Elus motivés, animateur à temps-plein
Format, sécurité, hébergement, etc. sont des sujets à prendre en compte, mais, insiste Jean-Marie Bourgogne, « l’open data n’est pas un projet technique. Il doit être porté par un élu motivé et animé par au moins un agent à temps-plein, voire deux dans les grandes collectivités. Si les données sont publiées sans animation, aucune chance que quelqu’un s’en saisisse ! » « Nous sommes cependant face à des métiers nouveaux. Il existe un fort besoin de formation », remarque Paul Sitbon, président de Sikiwis et fondateur du congrès Smart countries & cities (S3C) Paris.
Besoin de nouvelles compétences, certes, mais surtout d’échanges entre les élus et entre les différents services. « La ville durable a toujours eu besoin de transversalité. Le numérique oblige encore un peu plus à échanger », observe Michèle Pappalardo, coordinatrice de Vivapolis, la marque de la « ville durable » à la française. C’est le cas à la mairie de Grenoble où une délégation à l’« open data et aux logiciels libres » a été créée. Un important travail d’évangélisation est à mener dans les services. « Je dois expliquer qu’une telle politique n’entraîne pas de pertes de données, mais permet au contraire de les enrichir. Désormais, nous pouvons ainsi proposer, via la technologie sans contact NFC, les horaires en temps réel des bus urbains de la Semitag en même temps que ceux des cars interurbains de Transisère », illustre Frédérick Petit, à la fois responsable des systèmes d’information mobilité et déplacement au Syndicat mixte des transports en commun (SMTC) de Grenoble et responsable Open data à Grenoble-Alpes Métropole.
Se concentrer sur quelques jeux de données
Open Data France propose sur son site plusieurs guides thématiques ou généraux sur l’open data. Dans une plaquette intitulée « Les 10 points essentiels pour ouvrir ses données », la jeune pousse OpenDataSoft délivre quelques sages conseils : se concentrer sur seulement quelques jeux de données afin d’obtenir des retours rapides et de pouvoir prêcher la bonne parole en interne, choisir un thème simple avec des données faciles à structurer (pourquoi pas la localisation des arceaux vélos et/ou des arrêts de métro et de bus…?), un format ouvert et une licence fréquemment utilisée (licence ouverte Etalab, Open database licence…), et, enfin, même si un site national gratuit existe, créer un portail Open Data spécifique à l’image par exemple de celui de la communauté d’agglomération Grand Paris Seine Ouest qui rassemble les données de huit communes. « C’est un sujet neuf. Il faut procéder par étape, ne pas avoir peur d’expérimenter, de mettre en place une première brique avant de progresser », synthétise Jean-Marie Bourgogne.

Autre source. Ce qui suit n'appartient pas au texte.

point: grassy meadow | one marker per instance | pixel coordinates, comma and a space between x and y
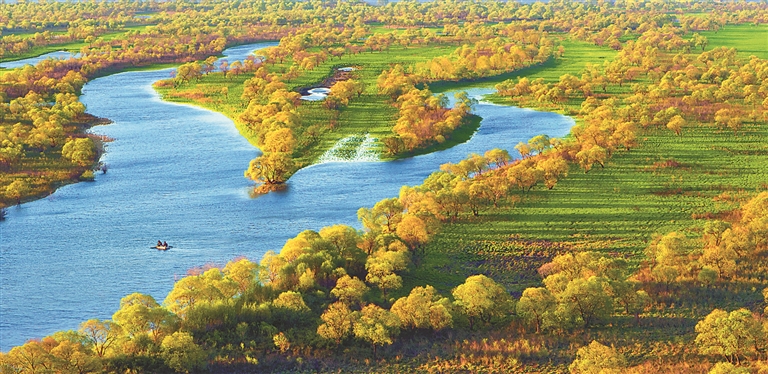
370, 113
748, 39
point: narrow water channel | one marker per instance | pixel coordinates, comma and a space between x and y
176, 174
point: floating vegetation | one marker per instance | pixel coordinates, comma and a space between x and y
354, 148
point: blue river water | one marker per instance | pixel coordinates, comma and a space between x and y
176, 174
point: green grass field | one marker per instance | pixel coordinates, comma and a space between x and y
371, 113
70, 46
748, 39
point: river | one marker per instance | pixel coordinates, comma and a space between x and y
176, 174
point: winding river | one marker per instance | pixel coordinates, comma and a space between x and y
176, 174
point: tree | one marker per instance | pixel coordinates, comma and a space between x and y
270, 168
80, 151
413, 231
337, 322
597, 358
728, 368
141, 314
535, 305
181, 353
349, 290
376, 325
479, 297
280, 140
731, 335
17, 189
589, 156
676, 124
101, 334
588, 300
381, 272
423, 308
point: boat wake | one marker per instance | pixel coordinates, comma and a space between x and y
354, 148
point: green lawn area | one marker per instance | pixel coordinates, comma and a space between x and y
70, 46
616, 209
748, 39
577, 55
370, 113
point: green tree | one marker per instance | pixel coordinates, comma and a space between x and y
376, 325
270, 168
79, 150
588, 300
423, 308
535, 306
181, 353
141, 314
101, 334
597, 358
479, 297
337, 322
731, 335
17, 189
349, 290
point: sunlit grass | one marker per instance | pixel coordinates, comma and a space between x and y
748, 39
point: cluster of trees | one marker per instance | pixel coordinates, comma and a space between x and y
424, 118
486, 58
30, 25
273, 117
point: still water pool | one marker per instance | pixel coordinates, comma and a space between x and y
176, 174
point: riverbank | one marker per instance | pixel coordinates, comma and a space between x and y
44, 172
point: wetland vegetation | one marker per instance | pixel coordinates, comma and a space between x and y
636, 243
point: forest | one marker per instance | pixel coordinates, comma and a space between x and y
634, 244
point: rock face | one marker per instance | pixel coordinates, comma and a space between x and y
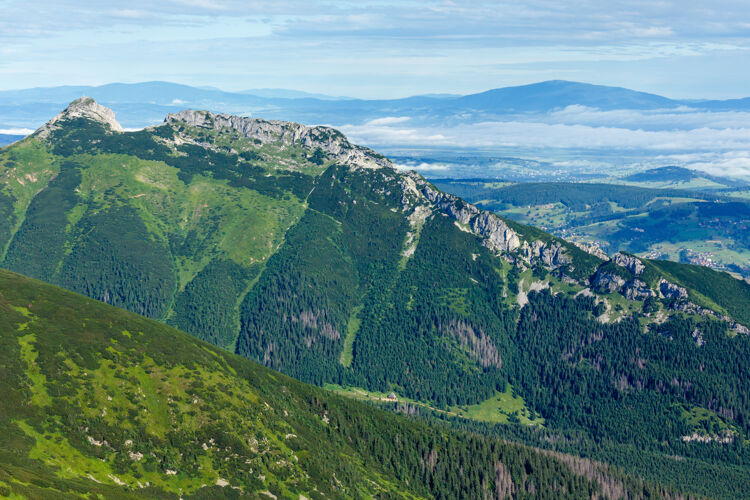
85, 107
329, 140
497, 235
606, 282
637, 290
629, 262
593, 250
550, 255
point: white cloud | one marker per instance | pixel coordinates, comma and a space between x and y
388, 120
495, 134
424, 167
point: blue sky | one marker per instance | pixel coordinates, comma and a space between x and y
370, 49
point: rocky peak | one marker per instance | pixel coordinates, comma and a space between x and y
629, 262
329, 140
85, 107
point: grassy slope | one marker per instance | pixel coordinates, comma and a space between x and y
204, 227
97, 400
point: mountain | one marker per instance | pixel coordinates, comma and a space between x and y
557, 94
684, 215
316, 257
6, 139
142, 104
99, 401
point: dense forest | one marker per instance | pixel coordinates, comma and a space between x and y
100, 401
372, 280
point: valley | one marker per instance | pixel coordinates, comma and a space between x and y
318, 258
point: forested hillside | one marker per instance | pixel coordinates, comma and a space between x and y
705, 225
293, 247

« Parlez de vos données », conseille enfin la brochure. Rien de mieux pour cela qu’un hackathon, ou marathon de programmation informatique collaborative à partir de jeux de données. Ceux-ci se multiplient. Le Grand Nancy et Engie en organisaient ainsi un en novembre sur la transition énergétique dans la ville, le ministère de l’Environnement en prévoit très prochainement sur le thème de la biodiversité… A Grenoble, c’est un « infolab » qui vient d’ouvrir, lieu d’accueil qui propose régulièrement des sessions thématiques d’information et de travail autour de l’open data à un public encore souvent averti.